|
Hi, We're comparing an application currently running on Cloudera with MapR. Calls to the globStatus function on a FileSystem object are taking 5+ seconds to return in MapR while in Cloudera it is sub-second. Everything else seems to work okay. Example of the path being Globbed: "/offlined/5_10016/2012_04/3998447_41956861_*" The directory has 5300 files in it and the glob will match 6. Using 'hadoop fs -ls ...' it takes 6-7 seconds to get a listing both with the * and just of the directory. Any idea what is wrong? The main reason we are considering MapR is we hit NameNode limits on Cloudera with 11MM + files across 9000+ directories. Thanks, Chris |
|
@Chris, how does the following perform for you? % hadoop fs -ls /offlined/5_10016/2012_04 | grep /offlined/5_10016/2012_04/3998447_41956861_ I suspect it will be equally bad due to the sorting, but would be interested in hearing how it worked. Perhaps an unsorted version like % hadoop fs -lsN /offlined/5_10016/2012_04 | grep /offlined/5_10016/2012_04/3998447_41956861_ will run much faster. Is that something you could consider? First is as slow if not slower. Second doesn't run, 'N' isn't a valid option on the MapR version we are running (v. 1.2.3.12961.GA) I'm making a code change to see if using the NFS mount speeds up things
(27 Apr '12, 10:21)
ChrisCurtin
|
|
As a workaround if I use Java File operations to get directory listings against the NFS mount (using a Filter prefix to get some of the Glob operations) the performance is on par with the Cloudera solution. This is MapR specific, so I'd like to have this fixed via the globStatus() call, but I can continue my evaluation now. Thanks, Chris |
|
Chris, would like you to try a quick patch to see if it fixes the problem. I need to send you a new libMapRClient.so.1 (which resides in /opt/mapr/lib/), so what is your email address? I presume you are running 1.2.3, correct? |
Going directly to the /mapr mount point and using Linux 'ls' the performance is much better: 2s for the full directory, 0.16 s for the partial match (3998447_41956861_*).

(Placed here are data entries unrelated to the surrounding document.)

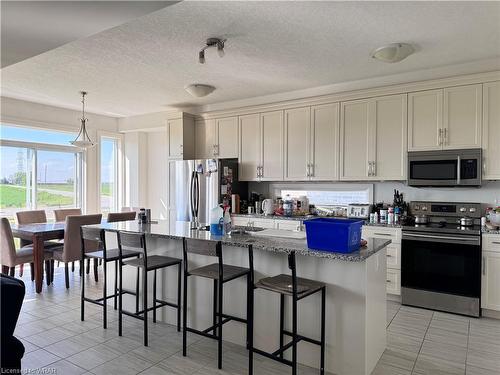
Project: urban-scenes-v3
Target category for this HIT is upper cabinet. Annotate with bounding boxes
[167,113,195,160]
[284,103,339,181]
[482,81,500,180]
[340,94,407,180]
[408,84,482,151]
[239,111,283,181]
[195,117,238,159]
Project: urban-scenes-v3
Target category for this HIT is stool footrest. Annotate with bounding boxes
[283,330,321,346]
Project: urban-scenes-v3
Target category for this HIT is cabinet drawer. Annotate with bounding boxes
[386,269,401,296]
[274,220,302,231]
[362,225,401,244]
[386,243,401,270]
[483,234,500,253]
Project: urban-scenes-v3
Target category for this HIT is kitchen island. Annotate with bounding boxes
[89,221,390,375]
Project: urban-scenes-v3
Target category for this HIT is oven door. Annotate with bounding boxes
[401,232,481,298]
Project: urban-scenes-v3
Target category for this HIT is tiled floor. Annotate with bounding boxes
[9,268,500,375]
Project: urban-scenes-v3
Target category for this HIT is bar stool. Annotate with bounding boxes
[80,227,141,329]
[182,238,253,369]
[248,251,326,375]
[118,232,182,346]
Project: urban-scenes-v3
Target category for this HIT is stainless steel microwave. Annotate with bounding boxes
[408,148,482,186]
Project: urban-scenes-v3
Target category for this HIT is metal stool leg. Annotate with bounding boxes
[217,280,224,370]
[153,270,156,323]
[182,269,187,357]
[102,259,108,329]
[177,263,182,332]
[142,268,148,346]
[279,294,285,359]
[320,287,326,375]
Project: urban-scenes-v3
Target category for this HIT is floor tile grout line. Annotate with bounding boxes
[411,312,434,374]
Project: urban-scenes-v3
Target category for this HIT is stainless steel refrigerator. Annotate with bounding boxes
[174,159,248,226]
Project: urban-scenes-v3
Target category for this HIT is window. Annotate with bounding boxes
[99,136,121,214]
[0,124,82,219]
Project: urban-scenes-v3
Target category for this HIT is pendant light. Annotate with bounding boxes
[70,91,95,150]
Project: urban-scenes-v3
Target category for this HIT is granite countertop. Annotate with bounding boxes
[91,221,391,262]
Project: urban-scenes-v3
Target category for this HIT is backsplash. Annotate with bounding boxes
[248,181,500,206]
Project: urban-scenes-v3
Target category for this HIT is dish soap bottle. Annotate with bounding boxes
[210,206,224,236]
[224,206,231,234]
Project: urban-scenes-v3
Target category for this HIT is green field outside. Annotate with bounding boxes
[0,184,74,208]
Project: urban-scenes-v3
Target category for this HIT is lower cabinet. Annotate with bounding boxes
[363,225,402,296]
[481,234,500,311]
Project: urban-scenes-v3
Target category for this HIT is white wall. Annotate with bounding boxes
[0,96,118,213]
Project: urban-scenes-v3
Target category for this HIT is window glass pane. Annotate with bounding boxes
[0,146,33,220]
[36,150,78,218]
[101,137,118,214]
[0,124,76,146]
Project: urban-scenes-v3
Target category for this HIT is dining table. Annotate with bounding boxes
[11,222,65,293]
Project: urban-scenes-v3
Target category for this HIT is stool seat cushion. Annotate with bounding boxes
[123,255,182,271]
[255,274,325,296]
[189,263,250,281]
[85,249,142,262]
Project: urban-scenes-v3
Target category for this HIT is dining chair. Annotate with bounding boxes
[54,208,83,275]
[0,217,53,280]
[106,211,136,223]
[53,214,102,288]
[16,210,61,285]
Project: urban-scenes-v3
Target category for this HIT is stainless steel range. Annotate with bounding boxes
[401,201,481,317]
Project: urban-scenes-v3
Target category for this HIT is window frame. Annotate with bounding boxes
[96,130,125,212]
[0,139,85,212]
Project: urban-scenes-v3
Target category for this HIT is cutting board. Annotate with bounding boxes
[251,229,306,240]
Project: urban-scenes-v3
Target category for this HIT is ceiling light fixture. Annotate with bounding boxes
[198,38,225,64]
[370,43,415,63]
[184,83,215,98]
[70,91,95,150]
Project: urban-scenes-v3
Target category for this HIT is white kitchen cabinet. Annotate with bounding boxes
[482,81,500,180]
[371,95,408,180]
[239,111,283,181]
[309,103,340,181]
[238,113,262,181]
[260,111,283,181]
[481,234,500,311]
[443,85,483,149]
[340,99,371,180]
[340,94,407,180]
[408,90,443,151]
[194,119,216,159]
[215,116,238,158]
[167,113,195,160]
[284,103,339,181]
[284,107,311,181]
[195,117,238,159]
[408,84,482,151]
[362,225,402,296]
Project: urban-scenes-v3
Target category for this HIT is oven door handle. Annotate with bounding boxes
[403,233,480,245]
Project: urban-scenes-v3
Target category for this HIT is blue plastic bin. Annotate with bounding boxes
[304,218,363,253]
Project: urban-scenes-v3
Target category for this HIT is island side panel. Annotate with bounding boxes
[108,237,385,375]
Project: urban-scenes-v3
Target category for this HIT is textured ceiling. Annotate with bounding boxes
[1,1,500,116]
[0,0,174,67]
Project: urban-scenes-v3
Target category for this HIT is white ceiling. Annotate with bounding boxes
[1,1,500,116]
[0,0,175,67]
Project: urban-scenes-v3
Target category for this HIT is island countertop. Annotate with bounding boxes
[87,221,391,262]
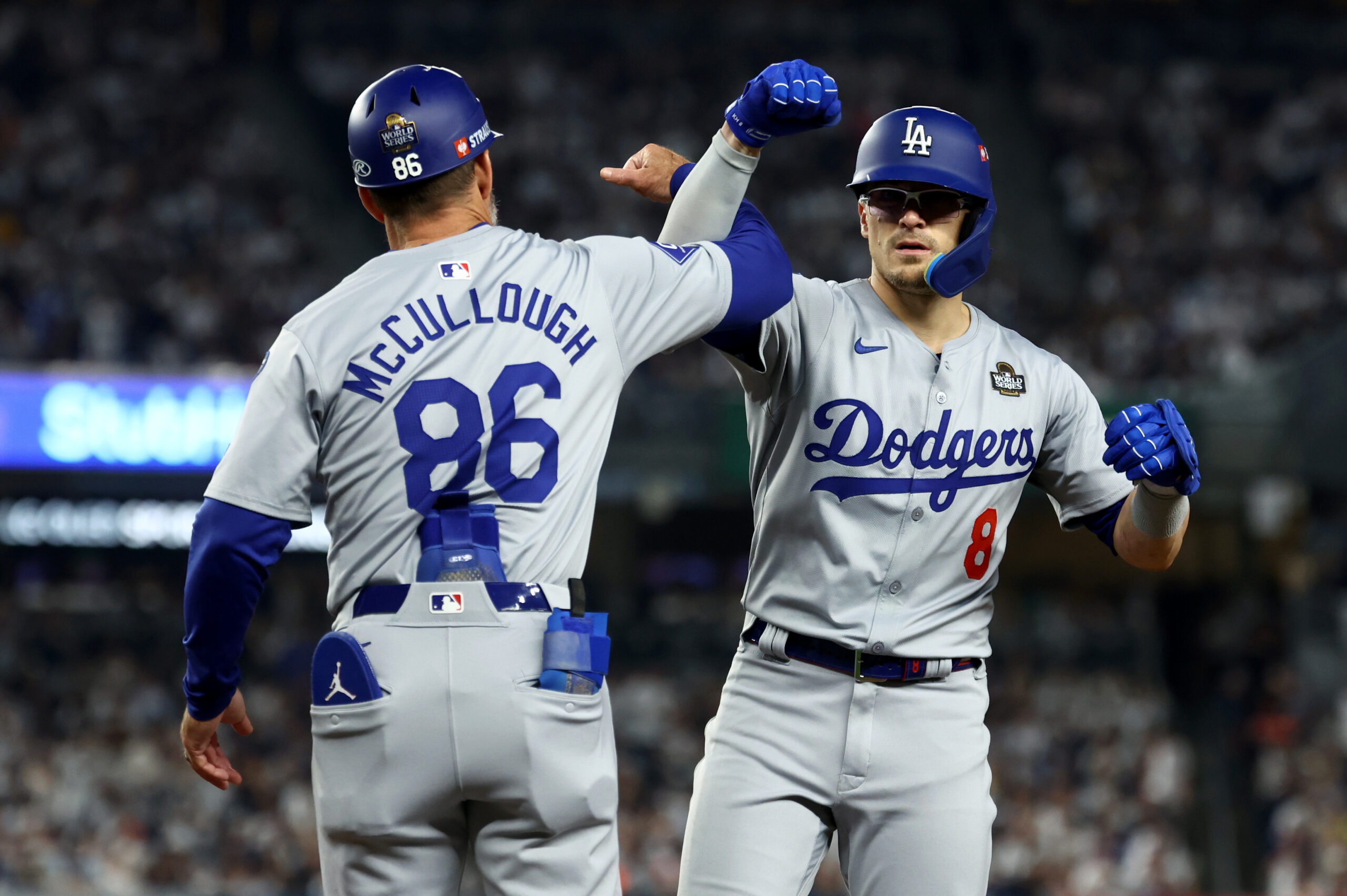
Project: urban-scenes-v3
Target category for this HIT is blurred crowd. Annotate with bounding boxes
[989,665,1198,896]
[0,3,1347,396]
[0,3,345,369]
[1037,59,1347,382]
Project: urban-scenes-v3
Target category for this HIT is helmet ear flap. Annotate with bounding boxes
[926,199,997,299]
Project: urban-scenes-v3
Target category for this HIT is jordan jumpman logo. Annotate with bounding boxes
[323,663,356,701]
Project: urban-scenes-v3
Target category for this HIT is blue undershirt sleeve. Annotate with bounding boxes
[182,497,291,721]
[669,162,795,369]
[1076,499,1128,557]
[711,201,795,333]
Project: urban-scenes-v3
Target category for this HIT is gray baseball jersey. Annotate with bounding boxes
[206,226,731,618]
[731,276,1131,658]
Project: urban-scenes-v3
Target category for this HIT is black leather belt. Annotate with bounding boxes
[743,620,982,682]
[351,582,552,616]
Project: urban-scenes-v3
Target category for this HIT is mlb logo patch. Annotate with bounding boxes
[655,243,702,264]
[430,591,464,613]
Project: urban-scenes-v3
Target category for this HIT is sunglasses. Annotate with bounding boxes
[861,187,979,224]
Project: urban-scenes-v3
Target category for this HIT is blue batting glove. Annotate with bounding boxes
[725,59,842,147]
[1103,399,1202,495]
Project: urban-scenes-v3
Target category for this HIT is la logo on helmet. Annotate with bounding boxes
[902,116,935,155]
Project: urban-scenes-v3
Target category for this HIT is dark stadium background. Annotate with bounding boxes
[0,0,1347,896]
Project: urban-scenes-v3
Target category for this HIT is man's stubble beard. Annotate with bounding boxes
[874,253,936,295]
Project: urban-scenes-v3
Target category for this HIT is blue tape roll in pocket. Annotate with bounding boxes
[313,632,384,706]
[537,610,613,692]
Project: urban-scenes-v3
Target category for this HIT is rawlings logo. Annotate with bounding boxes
[991,361,1025,397]
[804,399,1039,512]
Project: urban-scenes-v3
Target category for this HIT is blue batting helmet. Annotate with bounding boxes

We have not recompiled against any MapR specific libraries (nor do we include the Cloudera ones in the JAR). Do we need to?
Firstly, you shouldn't compile against any MapR-specific libraries.
Secondly, w.r.t. to the speed problem, MapR keeps the filenames on disk in a random manner, while CDH holds it in memory in a java map (ie, sorted). Thus the 10x performance difference on very large directories when sorting them alphabetically. We should try to fix it by sending over the filter "3998477_49156861_*" to the file-server and returning a much smaller set for the Hadoop shell to sort. Will open a bug for it.
Over NFS, Linux's "ls" will fetch the entire directory and sort it (MapR never sees the globbing). situation is not possible to fix.